But what's interesting is this-- the odds for Beon Theory are slightly better than those for the Darwinian evolution of a single critter. To be fair, in the book I've normalized the odds, arbitrarily declaring them the same for Beon Theory as for the evolution of a critter.

Then I point out that for every critter of easily observable proportions on this planet, like plants, insects, fish, and mammals; plus those which have long since become extinct, the odds are as bad for each of them as those for the total reality of Beon Theory.
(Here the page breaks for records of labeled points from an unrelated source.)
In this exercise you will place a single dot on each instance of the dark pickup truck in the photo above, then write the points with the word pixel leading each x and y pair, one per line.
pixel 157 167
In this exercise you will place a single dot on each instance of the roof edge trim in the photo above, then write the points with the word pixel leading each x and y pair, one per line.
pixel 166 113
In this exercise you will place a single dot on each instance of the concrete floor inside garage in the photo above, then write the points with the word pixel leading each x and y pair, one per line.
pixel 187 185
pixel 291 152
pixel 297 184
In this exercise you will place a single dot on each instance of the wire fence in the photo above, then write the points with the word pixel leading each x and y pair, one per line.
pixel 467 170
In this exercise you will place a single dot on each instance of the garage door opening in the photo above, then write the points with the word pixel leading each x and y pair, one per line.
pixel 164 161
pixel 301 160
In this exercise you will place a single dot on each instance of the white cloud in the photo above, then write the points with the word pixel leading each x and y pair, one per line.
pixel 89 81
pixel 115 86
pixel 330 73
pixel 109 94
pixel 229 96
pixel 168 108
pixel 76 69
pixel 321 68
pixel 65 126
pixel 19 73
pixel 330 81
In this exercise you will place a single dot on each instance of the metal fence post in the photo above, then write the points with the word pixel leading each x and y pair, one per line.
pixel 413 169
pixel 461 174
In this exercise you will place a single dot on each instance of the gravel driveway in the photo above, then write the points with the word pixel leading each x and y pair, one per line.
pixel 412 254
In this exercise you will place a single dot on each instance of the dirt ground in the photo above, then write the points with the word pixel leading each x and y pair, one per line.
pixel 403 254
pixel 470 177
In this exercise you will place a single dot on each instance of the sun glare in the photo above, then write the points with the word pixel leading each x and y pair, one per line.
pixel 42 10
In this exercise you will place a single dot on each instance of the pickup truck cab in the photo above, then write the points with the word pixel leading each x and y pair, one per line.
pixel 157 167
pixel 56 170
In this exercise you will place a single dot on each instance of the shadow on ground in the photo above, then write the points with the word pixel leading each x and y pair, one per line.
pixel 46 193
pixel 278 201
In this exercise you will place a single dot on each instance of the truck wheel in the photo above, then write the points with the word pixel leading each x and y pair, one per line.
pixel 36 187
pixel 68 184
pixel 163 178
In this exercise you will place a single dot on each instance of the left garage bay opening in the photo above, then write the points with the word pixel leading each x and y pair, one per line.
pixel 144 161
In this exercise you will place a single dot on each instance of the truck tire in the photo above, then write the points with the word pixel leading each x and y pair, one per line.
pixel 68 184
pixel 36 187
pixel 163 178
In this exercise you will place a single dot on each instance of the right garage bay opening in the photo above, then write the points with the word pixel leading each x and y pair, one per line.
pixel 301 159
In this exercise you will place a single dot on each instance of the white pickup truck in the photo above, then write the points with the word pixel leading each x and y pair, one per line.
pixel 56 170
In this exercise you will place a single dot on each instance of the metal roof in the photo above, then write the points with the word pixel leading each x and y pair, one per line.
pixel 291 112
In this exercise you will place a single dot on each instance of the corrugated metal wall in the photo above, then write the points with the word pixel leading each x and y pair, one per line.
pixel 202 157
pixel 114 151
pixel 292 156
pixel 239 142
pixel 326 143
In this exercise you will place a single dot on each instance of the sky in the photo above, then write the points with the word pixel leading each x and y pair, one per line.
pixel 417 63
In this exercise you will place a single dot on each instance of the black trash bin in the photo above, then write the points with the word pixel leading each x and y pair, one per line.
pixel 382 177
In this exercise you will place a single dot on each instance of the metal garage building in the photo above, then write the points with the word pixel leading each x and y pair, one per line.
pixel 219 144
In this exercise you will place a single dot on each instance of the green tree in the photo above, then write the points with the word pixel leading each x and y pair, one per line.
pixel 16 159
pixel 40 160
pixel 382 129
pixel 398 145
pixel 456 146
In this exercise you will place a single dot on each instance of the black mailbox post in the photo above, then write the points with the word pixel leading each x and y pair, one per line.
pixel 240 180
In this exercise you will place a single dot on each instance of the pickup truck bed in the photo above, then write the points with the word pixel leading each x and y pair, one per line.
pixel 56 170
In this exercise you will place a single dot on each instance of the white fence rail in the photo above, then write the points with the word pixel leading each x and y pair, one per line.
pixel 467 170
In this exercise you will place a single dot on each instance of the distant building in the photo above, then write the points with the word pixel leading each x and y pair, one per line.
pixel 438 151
If Darwinism is really how DNA molecules developed, every distinct critter must have beaten those ridiculous odds. In order for biological life to exist, the same odds must have been beaten, independently, by every critter on the planet. If the odds against a pig's genome being assembled, Darwinian style, are 1 x 10exp-15,000,000, and if we figure that horses, tigers, elephants, giraffes, whales, bears, wolves, rats, and housecats are about the same, the probability for these 10 critters evolving Darwinian style is 1 x 10exp-150,000,000.

The number gets uglier as we add more critters, like ants, flies, mosquitoes, grass, mushrooms, beans, and trees.

However, the dreadful odds for Beon Theory's reality remain the same. Why?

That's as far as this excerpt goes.